Autour d’elles, la pluie devenait brume, altérée par le tissu aquavaporant de leur capeline. Les pavés sertis dans leur écrin d’herbes folles luisaient de reflets d’or. L’enseigne de l’Agent Troublant était graffé façon typo de machine à écrire, noir sur fond blanc. Sa devanture ressemblait à celles qui s’étalaient par dizaines rue de la Fédération municipaliste ; cette voie changeait de nom à chaque bouleversement constitutionnel : de rue Impériale, elle était passée à rue de la République pour terminer avec son nom actuel. Un vitrage simple de déco vibrait quand on ouvrait et fermait la porte. L’intérieur chaud et lumineux avait attiré quelques lecteurs et beforers à la recherche de bonnes bières. Le bar était en libre-service à cette heure. Deux fanzineurs discutaient de la maquette de leur prochain numéro dans l’imprimLab au fond de la fanzinerie. Mylène flasha son tatouage de poignet pour une blanche et Jade choisit une ambrée. Elles sortirent leurs pailles en inox et sirotèrent leur pression made in Marseille en feuilletant des opus du rayon musique. Elles étaient debout, accoudées à une petite table ronde. Mylène déposa cinq exemplaires de leur Glori@Zine et récupéra un numéro précédent qui n’avait pas été emmené le mois précédent. C’était souvent comme ça, le dernier restait, les gens hésitaient à le prendre : « Tu as pensé à un sujet pour le prochain ? demanda Mylène.
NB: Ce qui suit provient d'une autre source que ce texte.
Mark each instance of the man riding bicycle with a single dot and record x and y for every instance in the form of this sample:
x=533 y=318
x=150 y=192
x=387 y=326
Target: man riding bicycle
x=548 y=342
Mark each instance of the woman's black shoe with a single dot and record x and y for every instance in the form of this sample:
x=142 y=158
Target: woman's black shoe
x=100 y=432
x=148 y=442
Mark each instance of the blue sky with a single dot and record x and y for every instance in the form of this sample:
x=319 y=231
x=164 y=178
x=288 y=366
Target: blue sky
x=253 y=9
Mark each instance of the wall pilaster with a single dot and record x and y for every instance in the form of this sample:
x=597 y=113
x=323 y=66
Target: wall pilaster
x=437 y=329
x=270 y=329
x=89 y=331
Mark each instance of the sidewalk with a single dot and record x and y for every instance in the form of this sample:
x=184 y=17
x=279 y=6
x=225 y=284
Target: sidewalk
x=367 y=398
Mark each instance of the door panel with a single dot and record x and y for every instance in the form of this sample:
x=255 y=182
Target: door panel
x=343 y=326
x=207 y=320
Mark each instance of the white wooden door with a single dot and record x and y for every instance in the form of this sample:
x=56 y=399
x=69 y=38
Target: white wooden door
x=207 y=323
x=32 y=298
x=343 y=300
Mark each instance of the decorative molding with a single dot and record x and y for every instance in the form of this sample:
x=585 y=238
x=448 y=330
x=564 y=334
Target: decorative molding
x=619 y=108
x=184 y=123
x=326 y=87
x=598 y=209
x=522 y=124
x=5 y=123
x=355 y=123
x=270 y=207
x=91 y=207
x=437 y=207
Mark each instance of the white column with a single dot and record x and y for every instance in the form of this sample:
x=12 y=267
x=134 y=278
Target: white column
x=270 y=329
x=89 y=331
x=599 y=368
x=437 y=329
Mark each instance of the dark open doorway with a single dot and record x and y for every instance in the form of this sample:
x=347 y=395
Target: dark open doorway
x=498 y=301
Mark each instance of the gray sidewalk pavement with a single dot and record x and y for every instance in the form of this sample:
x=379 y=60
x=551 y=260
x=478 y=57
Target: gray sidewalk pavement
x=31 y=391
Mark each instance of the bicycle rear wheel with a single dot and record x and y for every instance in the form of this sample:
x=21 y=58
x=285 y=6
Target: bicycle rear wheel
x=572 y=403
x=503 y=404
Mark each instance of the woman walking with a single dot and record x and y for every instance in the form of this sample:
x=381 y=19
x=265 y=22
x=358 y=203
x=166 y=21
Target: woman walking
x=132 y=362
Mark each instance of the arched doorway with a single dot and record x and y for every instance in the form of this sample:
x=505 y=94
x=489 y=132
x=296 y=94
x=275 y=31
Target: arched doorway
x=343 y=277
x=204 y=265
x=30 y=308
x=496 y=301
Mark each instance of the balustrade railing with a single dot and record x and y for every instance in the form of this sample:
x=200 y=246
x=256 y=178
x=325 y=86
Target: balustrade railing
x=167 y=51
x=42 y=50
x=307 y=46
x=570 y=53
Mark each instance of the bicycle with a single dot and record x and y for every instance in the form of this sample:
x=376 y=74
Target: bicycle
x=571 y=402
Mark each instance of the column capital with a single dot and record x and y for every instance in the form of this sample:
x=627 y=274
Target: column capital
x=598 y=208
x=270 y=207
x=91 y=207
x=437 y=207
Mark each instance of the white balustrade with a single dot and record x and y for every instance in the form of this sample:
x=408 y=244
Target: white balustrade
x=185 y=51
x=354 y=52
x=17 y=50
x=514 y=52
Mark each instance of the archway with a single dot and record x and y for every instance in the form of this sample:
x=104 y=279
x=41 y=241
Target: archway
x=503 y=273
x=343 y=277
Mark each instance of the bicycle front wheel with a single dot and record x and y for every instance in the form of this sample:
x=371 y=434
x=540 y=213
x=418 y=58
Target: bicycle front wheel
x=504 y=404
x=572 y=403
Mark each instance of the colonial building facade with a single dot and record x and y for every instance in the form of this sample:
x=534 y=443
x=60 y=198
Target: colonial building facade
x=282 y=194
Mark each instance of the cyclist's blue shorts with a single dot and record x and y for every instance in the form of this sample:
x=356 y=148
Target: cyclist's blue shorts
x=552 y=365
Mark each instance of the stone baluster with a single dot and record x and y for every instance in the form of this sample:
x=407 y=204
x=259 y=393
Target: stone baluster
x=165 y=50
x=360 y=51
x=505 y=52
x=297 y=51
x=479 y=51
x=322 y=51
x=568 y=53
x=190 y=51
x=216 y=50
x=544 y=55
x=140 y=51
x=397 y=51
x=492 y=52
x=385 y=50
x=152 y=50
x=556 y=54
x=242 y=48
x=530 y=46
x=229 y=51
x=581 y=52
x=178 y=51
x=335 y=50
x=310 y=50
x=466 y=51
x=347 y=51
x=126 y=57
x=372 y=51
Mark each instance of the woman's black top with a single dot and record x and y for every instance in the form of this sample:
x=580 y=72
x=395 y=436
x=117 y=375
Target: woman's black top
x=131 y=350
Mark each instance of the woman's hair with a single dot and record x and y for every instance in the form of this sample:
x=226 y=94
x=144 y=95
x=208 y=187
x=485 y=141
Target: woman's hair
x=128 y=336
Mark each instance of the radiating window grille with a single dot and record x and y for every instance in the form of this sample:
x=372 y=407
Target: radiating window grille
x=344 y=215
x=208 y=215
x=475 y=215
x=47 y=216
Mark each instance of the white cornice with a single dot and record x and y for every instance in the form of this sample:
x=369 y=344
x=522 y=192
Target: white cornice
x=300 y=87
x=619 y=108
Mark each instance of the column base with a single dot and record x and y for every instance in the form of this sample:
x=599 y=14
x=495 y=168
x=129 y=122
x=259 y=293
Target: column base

– Je pensais faire un numéro sur le DarkWeb. Ça fait un moment que j’ai envie d’aller à la pêche aux infos dans les interstices de la Toile.
-Fini les hypothèses. renchérit Mylène béate. Tu veux du lourd. elle s’esclaffa.
-Si je ne trouve rien de solide, je pensais qu’on pourrait faire la review d’un concert en réalité virtuelle à Montréal ou à Ouagadougou… ou un truc sur les meilleurs cocktails à concocter, avec les recettes qui iraient avec une playlist de ses chansons sur la fête…
-Non mais le DarkWeb ça me va ! Badgirl, grrr… » En se levant pour aller chercher une autre tournée, elle la bouscula un peu pour jouer les dures de pacotille.
Elles étaient soudées depuis l’enfance. Jade avait habité par intermittence chez Mylène depuis que sa mère avait décidé de la laisser à son père pour vivre à Nantes, déjà dix-sept ans. En mood rebelles punk, elles commémoraient son départ tous les 9 décembre. Depuis que son père était décédé, c’était souvent Mylène qui restait dormir chez son amie. Elles évoquaient de temps en temps l’idée d’une collocation mais n’avaient pas encore passé le cap. Mylène aimait la communauté dans laquelle elle avait grandi et Jade aimait sa solitude.
Elle déposa d’anciens numéros dans le bac de recyclage et prit un Sans l’Son et le dernier numéro SF / Sens et Finalités, un bimensuel qui rassemblait des nouvelles illustrées. Mylène, elle, s’empara d’autorité d’un Sortons !, recueil d’interviews d’artistes et de chroniques de spectacles.